I am not quite clear how we are monitoring the quality of the Department of Health. The assessment continues:
“The purpose of the DH-specified part of the Account is to ensure that patients, the public managers and clinicians have easy access to information on a provider’s performance against key Departmental priorities in a way which allows Account users to compare a provider’s year on year performance and to compare the performance of similar types of provider.”
We are getting into league-table territory there. What I want to home in on is
“easy access to information on a provider’s performance against key Departmental priorities.”
The other day, I was talking to a gentleman who voiced concern about the Department of Health managing the NHS Plus contract. I do not want to go into great detail, but there are quality aspects to the account of which the Department has failed to take note, and a note I have says that there have been no management quality issues on this contract managed by the Department of Health contract management board.
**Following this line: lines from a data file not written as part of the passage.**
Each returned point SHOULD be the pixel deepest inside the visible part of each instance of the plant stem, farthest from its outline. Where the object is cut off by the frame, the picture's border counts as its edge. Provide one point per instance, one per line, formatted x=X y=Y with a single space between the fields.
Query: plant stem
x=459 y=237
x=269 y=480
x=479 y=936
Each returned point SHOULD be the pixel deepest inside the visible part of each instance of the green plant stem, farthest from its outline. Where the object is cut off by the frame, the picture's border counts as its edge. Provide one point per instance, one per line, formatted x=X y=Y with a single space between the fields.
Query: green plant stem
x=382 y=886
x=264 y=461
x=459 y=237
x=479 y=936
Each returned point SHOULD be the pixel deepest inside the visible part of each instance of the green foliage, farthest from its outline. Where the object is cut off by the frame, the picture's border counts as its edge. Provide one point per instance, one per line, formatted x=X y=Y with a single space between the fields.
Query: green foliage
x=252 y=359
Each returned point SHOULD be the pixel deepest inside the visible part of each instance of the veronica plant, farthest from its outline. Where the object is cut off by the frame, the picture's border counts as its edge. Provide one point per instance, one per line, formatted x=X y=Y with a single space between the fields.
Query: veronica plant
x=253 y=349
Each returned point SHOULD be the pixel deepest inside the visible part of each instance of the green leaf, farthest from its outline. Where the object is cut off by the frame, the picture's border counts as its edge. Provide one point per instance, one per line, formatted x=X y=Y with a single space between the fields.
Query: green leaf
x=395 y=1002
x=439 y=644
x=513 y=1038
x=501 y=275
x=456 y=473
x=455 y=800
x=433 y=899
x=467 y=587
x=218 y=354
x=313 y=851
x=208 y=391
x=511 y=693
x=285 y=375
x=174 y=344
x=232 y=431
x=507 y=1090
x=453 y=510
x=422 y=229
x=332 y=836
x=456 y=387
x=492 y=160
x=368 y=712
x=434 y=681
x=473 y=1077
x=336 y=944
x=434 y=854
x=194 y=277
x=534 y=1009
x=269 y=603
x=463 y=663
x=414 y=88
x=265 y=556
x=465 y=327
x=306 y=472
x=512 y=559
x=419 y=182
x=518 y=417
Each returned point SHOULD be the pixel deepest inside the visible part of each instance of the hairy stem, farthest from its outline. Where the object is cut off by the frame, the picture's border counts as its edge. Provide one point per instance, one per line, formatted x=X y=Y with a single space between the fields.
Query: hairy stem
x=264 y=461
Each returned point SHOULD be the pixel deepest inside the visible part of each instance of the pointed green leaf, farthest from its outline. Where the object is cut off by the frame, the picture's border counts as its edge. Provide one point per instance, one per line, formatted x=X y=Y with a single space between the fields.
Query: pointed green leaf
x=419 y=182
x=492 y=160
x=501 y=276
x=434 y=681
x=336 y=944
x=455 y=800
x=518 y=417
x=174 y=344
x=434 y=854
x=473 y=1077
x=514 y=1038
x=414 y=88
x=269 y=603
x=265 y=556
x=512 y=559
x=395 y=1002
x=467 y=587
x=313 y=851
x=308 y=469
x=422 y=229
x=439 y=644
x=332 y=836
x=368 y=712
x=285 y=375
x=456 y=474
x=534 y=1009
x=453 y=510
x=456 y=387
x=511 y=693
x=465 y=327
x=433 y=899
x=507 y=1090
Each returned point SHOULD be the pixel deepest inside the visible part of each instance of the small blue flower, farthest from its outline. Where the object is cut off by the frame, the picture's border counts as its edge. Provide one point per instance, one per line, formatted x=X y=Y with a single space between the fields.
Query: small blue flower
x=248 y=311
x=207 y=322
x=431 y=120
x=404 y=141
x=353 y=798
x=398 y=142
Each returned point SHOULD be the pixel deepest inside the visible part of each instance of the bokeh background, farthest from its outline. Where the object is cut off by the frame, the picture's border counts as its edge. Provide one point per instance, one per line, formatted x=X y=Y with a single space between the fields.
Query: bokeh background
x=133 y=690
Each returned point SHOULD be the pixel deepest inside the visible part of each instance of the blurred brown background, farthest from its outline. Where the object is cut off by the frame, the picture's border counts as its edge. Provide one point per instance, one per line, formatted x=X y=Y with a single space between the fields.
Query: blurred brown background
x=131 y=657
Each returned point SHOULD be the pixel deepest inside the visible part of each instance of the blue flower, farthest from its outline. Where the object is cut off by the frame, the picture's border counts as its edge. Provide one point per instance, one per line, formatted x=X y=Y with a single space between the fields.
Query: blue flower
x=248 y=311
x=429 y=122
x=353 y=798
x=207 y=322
There seems to be no accountability of the Department. For example, the guidelines said that patient groups, with their specific knowledge, should have been involved, but they have not. The contract for the occupational health clinical effectiveness unit—I will follow this up with the Minister later—was placed with the Royal College of Physicians, but two specific quality requirements have not been enforced by the Department,
It seems a little rich for the Department to making trusts jump through hoops of producing quality accounts—although they are a good thing—when the Department itself is not being open and honest about how it is managing quality. Moreover, strategic health authorities, which might have a useful role to play, are being ignored.